Sound travels faster than light

Two new books argue that our aural environment makes us modern

The ears have it.

Forget what you think you know about ours being a visual culture, in which sight is the privileged sense.

Two thoughtful new discussions of the culture of listening - of what our modern world sounds like, and what we listen for and hear - make a strong case for the primacy of ears. And each further suggests that our experience of our aural environment - in which sound, like light, heat, or water, can be turned on or off with the flick of a switch - is a hallmark of modernity.

The aural experiences of yore were often communal - a congregation listening to a sermon or a choir, or an audience listening to a play. They happened in a specific time and place, and when they were over, they were over. Anyone who was wool-gathering during the second act simply missed it. Period.

Nowadays, however, we have a soundscape that is as much a "built environment" as is a city skyline. But the myriad forms of sound recording and amplification make it a fragmented soundscape. Instead of an audience that, as one, laughs or cries or sits enraptured, we have collections of individual auditors, each with his or her own headset. This fragmentation is like similar phenomena in other modern media and art forms - such as flashbacks that cinemagoers once had to learn to "read," or photo montage and stream-of-consciousness literature.

And indeed, in "The Audible Past," Jonathan Sterne argues that ears had to cope with this fragmentation first: "Even if sight is in some ways the privileged sense in European philosophical discourse since the Enlightenment, it is fallacious to think that sight alone or its supposed difference from hearing explains modernity.... Modern ways of hearing prefigured modern ways of seeing."

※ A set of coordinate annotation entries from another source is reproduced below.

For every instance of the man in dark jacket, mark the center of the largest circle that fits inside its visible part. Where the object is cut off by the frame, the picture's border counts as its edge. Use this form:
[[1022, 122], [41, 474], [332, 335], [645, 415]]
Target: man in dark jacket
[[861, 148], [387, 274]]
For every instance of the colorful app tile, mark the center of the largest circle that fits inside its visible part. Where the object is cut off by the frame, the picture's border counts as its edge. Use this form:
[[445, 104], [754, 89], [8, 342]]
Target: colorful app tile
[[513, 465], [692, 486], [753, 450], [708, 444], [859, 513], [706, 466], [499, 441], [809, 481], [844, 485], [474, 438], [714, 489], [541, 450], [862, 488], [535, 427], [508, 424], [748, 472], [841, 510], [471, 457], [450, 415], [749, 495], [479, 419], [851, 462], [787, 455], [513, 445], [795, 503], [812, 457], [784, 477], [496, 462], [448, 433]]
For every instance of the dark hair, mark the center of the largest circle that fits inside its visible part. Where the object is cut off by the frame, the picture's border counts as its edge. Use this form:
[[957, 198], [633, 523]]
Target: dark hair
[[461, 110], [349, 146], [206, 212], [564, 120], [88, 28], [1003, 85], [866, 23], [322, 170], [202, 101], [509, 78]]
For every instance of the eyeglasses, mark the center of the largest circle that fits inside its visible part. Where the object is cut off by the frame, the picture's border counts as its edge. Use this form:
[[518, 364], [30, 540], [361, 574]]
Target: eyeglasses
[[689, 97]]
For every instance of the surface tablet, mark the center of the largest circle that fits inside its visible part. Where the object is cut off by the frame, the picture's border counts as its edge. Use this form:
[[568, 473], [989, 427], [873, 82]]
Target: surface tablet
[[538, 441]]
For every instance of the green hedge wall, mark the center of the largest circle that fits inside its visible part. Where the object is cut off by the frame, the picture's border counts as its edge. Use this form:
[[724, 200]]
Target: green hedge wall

He focuses on (oops, he tunes in on) two 19th-century developments: mediate auscultation (the medical practice of listening to patients' bodies through a stethoscope) and telegraphy. Auscultation was the first modern medical technique of gathering data on patients, a conceptual forerunner of X rays, magnetic resonance imaging, and other (visual) technologies. Electrical telegraphy was first considered a visual medium - after all, the messages would ultimately be printed and read. But early on, it became apparent that the best telegraphers worked by ear. They decoded messages by listening to the clatter of the telegraph key. What was originally noise became, to their practiced ears, meaningful sound.

The physician and the telegrapher had each mastered what Sterne calls "audile technique," a capacity for sorting out sounds, for active listening, as distinct from "hearing" of earlier centuries. We take talking on the phone so much for granted that we don't realize people once had to "learn" to communicate by telephone. Sterne doesn't exactly draw a straight line from the physician to the kid with the hissing headphones beside you on the train, but he runs a pretty securely plugged-in extension cord.

Like our own time, the period covered by these books is one of new technologies coming and going; sometimes the "killer ap" turns out to be not at all what an inventor intended. The Victorians were keenly interested in keepsakes of the dead, and so Thomas Edison hoped that the phonograph would be sought after as a way to record final utterances.

Emily Thompson's book "The Soundscape of Modernity," covers a shorter time span and concentrates more on architectural acoustics. Her narrative bridges two towering achievements: from the opening of Symphony Hall in Boston in 1900 to that of Radio City Music Hall in 1933.

In Symphony Hall, Wallace Clement Sabine, the Harvard physicist whom Boston Symphony Orchestra founder Henry Lee Higginson had engaged as an acoustical consultant, was trying to get the right amount of reverberation to let the music be heard to best advantage. But through the early decades of the 20th century, reverberation came to be seen as "noise," as something to be controlled. New developments in building materials and electronic amplification technology combined to change the acoustical equation dramatically. We're used to it by now, but it's bizarre when you think about it: Concert halls were in effect "soundproofed," and so musicians and other performers needed amplification to be heard.

As Thompson puts it, "When reverberation was reconceived as noise, it lost its traditional meaning as the acoustic signature of a space, and the age-old connection between sound and space - a connection as old as architecture itself - was severed." The epitome of this is St. Thomas Church on Fifth Avenue in New York: Built in 1913 to replace a church destroyed by fire, the church has a traditional Gothic look - but, because of its sound-absorbent building materials, an utterly modern sound.

Thompson quotes a music reviewer who in 1962 wrote that listening to music in one of these, the Kleinhans Music Hall in Buffalo, N.Y., "is rather like listening to a very fine FM-stereophonic reproducing system in a carpeted living room." This was evidently supposed to be praise.

Both books are from university presses, with lots of notes and references and, especially in Sterne's case, liberal use of terms like "heuristic" and "reification." But their prose moves gracefully and nimbly beneath the academic robes. And more than that, their topic is so intimately connected to the way we experience the world around us that it can't help resonating.

Ruth Walker is on the Monitor staff.